Mayor Ken Melamed said the presentation, which called on 10 different presenters, gave a very powerful sense of the magnitude and the work required to host the Games.
It included updates from the major department heads at the municipality and representatives from the Chamber of Commerce, the Whistler Arts Council and Tourism Whistler.
Each provided brief updates on the status of their individual responsibilities as outlined in the 2010 Winter Games Strategic Framework, developed by Godfrey in Whistler’s 2010 Games Office in October 2006. Version two of that framework is scheduled for release in the fall.
This year marks the concept planning stage of Whistler’s preparation.
While the details of that planning are not available, the presenters described what they are responsible for delivering in the months to come.
For example, Chamber president Louise Lundy described the various programs the organization has been charged with developing, from the Business Opportunities Guide (set to be released this fall) to workshops on “How to write an RFP” for local businesses.
Brian Barnett, general manager of Environmental Services at the municipality, gave an overview on the transportation planning for the Games. The preliminary concept plan is expected to be ready by the fall, he said.
The Ministry of Transportation is currently working on designs for upgrades north of Function Junction, added Barnett. Construction, which could include another lane for the Olympics, and which could be turned into a bike lane post-Games, would begin next year.
There will be community consultation throughout.

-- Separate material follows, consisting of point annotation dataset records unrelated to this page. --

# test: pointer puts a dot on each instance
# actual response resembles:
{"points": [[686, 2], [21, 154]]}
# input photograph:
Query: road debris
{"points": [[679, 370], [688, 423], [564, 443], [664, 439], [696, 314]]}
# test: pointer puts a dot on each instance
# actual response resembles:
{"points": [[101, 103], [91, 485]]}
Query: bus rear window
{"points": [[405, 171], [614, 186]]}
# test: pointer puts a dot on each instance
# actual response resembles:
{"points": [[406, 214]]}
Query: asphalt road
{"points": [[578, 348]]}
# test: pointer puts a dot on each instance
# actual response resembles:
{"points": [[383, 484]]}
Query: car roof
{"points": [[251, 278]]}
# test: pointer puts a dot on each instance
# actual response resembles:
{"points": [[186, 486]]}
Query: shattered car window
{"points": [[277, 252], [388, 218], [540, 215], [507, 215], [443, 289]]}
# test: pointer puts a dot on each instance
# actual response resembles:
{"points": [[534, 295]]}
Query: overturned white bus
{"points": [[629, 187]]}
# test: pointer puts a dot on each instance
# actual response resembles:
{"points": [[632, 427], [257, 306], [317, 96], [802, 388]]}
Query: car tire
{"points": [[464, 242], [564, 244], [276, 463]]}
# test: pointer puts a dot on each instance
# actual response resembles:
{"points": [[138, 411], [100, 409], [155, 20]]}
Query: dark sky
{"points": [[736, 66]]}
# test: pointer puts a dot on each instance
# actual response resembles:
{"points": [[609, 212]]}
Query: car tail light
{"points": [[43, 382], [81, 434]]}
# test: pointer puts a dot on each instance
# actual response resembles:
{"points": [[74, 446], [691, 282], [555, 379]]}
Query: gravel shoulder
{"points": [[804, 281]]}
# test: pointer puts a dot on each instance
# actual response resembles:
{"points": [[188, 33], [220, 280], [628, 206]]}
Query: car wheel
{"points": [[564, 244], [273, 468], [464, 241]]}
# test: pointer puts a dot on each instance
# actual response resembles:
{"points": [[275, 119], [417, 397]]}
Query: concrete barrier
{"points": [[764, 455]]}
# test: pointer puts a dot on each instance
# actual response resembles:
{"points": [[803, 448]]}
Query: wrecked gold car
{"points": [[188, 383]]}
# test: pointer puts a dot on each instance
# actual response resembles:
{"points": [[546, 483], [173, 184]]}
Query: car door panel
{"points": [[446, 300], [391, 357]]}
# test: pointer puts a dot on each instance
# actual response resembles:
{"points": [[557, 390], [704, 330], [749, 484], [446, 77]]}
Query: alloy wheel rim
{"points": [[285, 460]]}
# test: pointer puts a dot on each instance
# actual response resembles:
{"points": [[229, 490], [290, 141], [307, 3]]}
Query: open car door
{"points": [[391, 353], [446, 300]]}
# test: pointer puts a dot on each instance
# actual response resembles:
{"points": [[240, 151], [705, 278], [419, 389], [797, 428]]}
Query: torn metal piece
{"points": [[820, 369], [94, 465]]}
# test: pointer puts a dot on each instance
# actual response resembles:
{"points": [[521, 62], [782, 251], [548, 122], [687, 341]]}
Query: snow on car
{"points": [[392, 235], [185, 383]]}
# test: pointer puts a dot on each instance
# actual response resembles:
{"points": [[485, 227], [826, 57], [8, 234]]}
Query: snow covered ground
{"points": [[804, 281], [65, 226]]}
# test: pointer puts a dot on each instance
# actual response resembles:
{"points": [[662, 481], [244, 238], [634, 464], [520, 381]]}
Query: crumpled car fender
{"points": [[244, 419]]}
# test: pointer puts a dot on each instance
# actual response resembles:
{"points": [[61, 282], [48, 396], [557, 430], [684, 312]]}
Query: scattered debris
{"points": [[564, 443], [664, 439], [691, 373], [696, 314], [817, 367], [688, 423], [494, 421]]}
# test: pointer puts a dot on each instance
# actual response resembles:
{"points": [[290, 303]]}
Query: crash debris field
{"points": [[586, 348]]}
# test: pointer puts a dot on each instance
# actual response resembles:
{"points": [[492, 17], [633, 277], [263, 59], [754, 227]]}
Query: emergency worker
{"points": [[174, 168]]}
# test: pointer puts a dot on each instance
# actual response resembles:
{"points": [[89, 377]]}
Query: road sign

This idea of engaging the community with the planning was top of mind for Councillor Tim Wake and he asked when the information would be ready for the public.
John Rae, manager of strategic alliances, said he expected community consultation to begin in September/October.
At the close of the presentation Godfrey reminded council of the numerous legacies coming to Whistler from the Games.
They include the obvious legacies such as:
• $10 to $15 million — the estimated value of the 300 acre Community Land Bank;
• $35.5 million — the Whistler Athletes’ Village/employee housing neighbourhood;
• $6 million — annual financial tools
There are also legacies that don’t have a dollar figure, such as the boundary expansion and global awareness of the resort.
And then there are other potential legacies that have yet to be quantified, such as the possibility of foreign country houses leaving infrastructure in the resort.